We can also have a try with the eacf()
function within the TSA package as further verification.
eacf(dj_vol_log_ratio)
## AR/MA
## 0 1 2 3 4 5 6 7 8 9 10 11 12 13
## 0 x o o x x o o x o o x o o o
## 1 x x o x o o o x o o x o o o
## 2 x x x x o o o o o o x o o o
## 3 x x x x o o o o o o x o o o
## 4 x x x x x o o o o o x o o o
## 5 x x x x o o o o o o o o o o
## 6 x x x x x o x o o o o o o o
## 7 x x x x x o o o o o o o o o
The upper left triangle with “O” as a vertex seems to be located somehow within {(1,2),(2,2),(1,3),(2,3)}, which represents the set of potential (p,q) values according to eacf() function output. To remark that we prefer to consider parsimonious models, that is why we do not go too far as AR and MA orders.
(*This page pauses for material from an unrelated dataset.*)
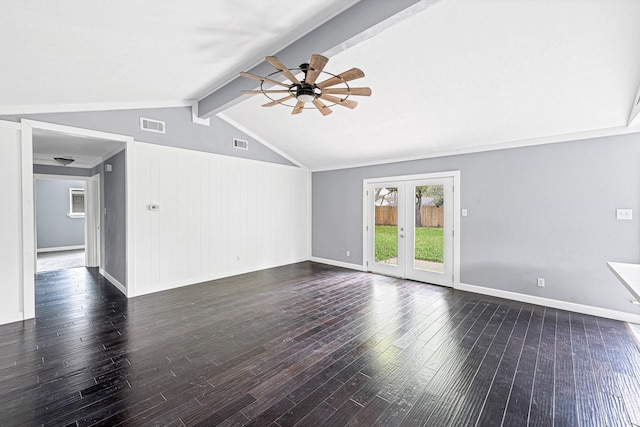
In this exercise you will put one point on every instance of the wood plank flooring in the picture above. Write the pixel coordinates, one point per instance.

We already verified ARMA models with (p,q) orders within the set {(3,2)(2,3)(1,2)}. Let us try {(2,2)(1,3)}
(arma_model_4 <- arima(dj_vol_log_ratio, order=c(2,0,2), include.mean = FALSE))
##
## Call:
## arima(x = dj_vol_log_ratio, order = c(2, 0, 2), include.mean = FALSE)
##
## Coefficients:
## ar1 ar2 ma1 ma2
## 0.7174 -0.0096 -1.3395 0.3746
## s.e. 0.1374 0.0560 0.1361 0.1247
##
## sigma^2 estimated as 0.06598: log likelihood = -180.9, aic = 369.8
coeftest(arma_model_4)
##
## z test of coefficients:
##
## Estimate Std. Error z value Pr(>|z|)
## ar1 0.7173631 0.1374135 5.2205 1.785e-07 ***
## ar2 -0.0096263 0.0560077 -0.1719 0.863536
## ma1 -1.3394720 0.1361208 -9.8403 < 2.2e-16 ***
## ma2 0.3746317 0.1247117 3.0040 0.002665 **
## ---
## Signif. codes: 0 '***' 0.001 '**' 0.01 '*' 0.05 '.' 0.1 ' ' 1
The ar2 coefficient is not statistically significant.
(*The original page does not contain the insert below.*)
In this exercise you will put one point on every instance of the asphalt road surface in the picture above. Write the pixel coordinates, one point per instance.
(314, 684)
(arma_model_5 <- arima(dj_vol_log_ratio, order=c(1,0,3), include.mean = FALSE))
##
## Call:
## arima(x = dj_vol_log_ratio, order = c(1, 0, 3), include.mean = FALSE)
##
## Coefficients:
## ar1 ma1 ma2 ma3
## 0.7031 -1.3253 0.3563 0.0047
## s.e. 0.0657 0.0684 0.0458 0.0281
##
## sigma^2 estimated as 0.06598: log likelihood = -180.9, aic = 369.8
coeftest(arma_model_5)
##
## z test of coefficients:
##
## Estimate Std. Error z value Pr(>|z|)
## ar1 0.7030934 0.0656902 10.7032 < 2.2e-16 ***
## ma1 -1.3253176 0.0683526 -19.3894 < 2.2e-16 ***
## ma2 0.3563425 0.0458436 7.7730 7.664e-15 ***
## ma3 0.0047019 0.0280798 0.1674 0.867
## ---
## Signif. codes: 0 '***' 0.001 '**' 0.01 '*' 0.05 '.' 0.1 ' ' 1
The ma3 coefficient is not statistically significant.
As a conclusion, we keep both ARMA(1,2) and ARMA(2,3) as tentative mean models. We can now proceed on with ARCH effect tests.
ARCH effect Test
If ARCH effects are statistically significant for the residuals of our time series, a GARCH model is required.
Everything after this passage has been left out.